Double Trouble drummer Chris Layton recently told Radio.com that, back then, recording in the studio tended to be a more refined musical effort than playing live. “Our philosophy was, we were the same band no matter where we were or what we did,” he said.
Their song selection for their debut, which included the SRV-penned classic “Pride And Joy,” along with covers of Howlin’ Wolf’s “Tell Me,” Larry Davis’ “Texas Flood” and the Isley Brothers’ “Testify,” was equally simple: “We played the songs that we had in our repertoire that we liked the best, and we recorded them all a few times, and that was, essentially, the record.” Ditto for their studio technique: “We just put some mics up and just played the songs.”

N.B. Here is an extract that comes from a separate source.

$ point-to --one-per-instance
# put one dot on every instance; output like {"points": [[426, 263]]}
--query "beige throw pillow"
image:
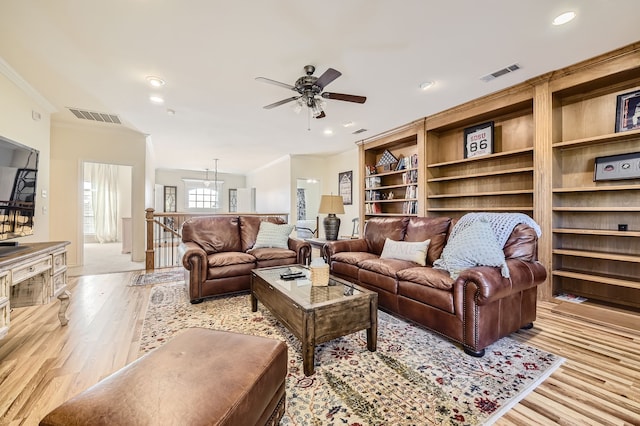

As simple as that was, the album had a huge effect, showing a new generation of guitarists that the blues wasn’t just something that old folks listened to. Pearl Jam’s Mike McCready, Kenny Wayne Shepherd, Jonny Lang and John Mayer, among many others, were profoundly influenced by Vaughan’s playing. Slide guitarist Robert Randolph told Radio.com that Vaughan has been his single biggest influence.
“One of my cousins gave me a Stevie Ray Vaughan tape when I was 17,” Randolph explained. “From then ’til now, I’ve listened to him every single day. That’s been my main influence. I’m trying to play the pedal steel the way he played guitar. His music led me to the Allman Brothers Band and Jimi Hendrix and Led Zeppelin. I was a young innocent kid from the ‘hood before I heard him!”
Layton and his bandmates had no clue that they’d prove to be so influential. In fact, after they recorded the album, they thought it was going to sit on the shelf for a few years, due to Vaughan’s gig in Bowie’s band.
“Stevie was trying to figure out ways to pay us on retainer for a few years,” he said. “We figured, why don’t we give these tapes to [legendary A&R man] John Hammond and see if we could get a record deal? That’s what we did. John walked them over to CBS Records, where [record exec] Greg Geller said, ‘I’ll give them a deal right now!'”
Soon after, Vaughan quit Bowie’s band (he declined to tour for Let’s Dance) and launched his solo career. Layton recalls hearing their song on the radio, among other acts of the day (Culture Club, Talking Heads, A Flock Of Seagulls). “We thought, ‘This sounds so radically different!'”
And indeed it was. Texas Flood made no effort to frame the blues in any contemporary sense. Stevie Ray Vaughan and Double Trouble were simply carrying on a tradition… and refusing to water it down. And that may have been the secret sauce that led this Texas trio (they’d later add a keyboardist and become a quartet) to arena headlining status.
As Layton said, “People say ‘It sounds so honest.’ Well, it was.” And maybe that’s the album’s secret. The question now is: Given the amount of big name artists who have been influenced by Vaughan, how many of them will be on hand when Vaughan’s inevitable but overdue induction into the Rock And Roll Hall Of Fame?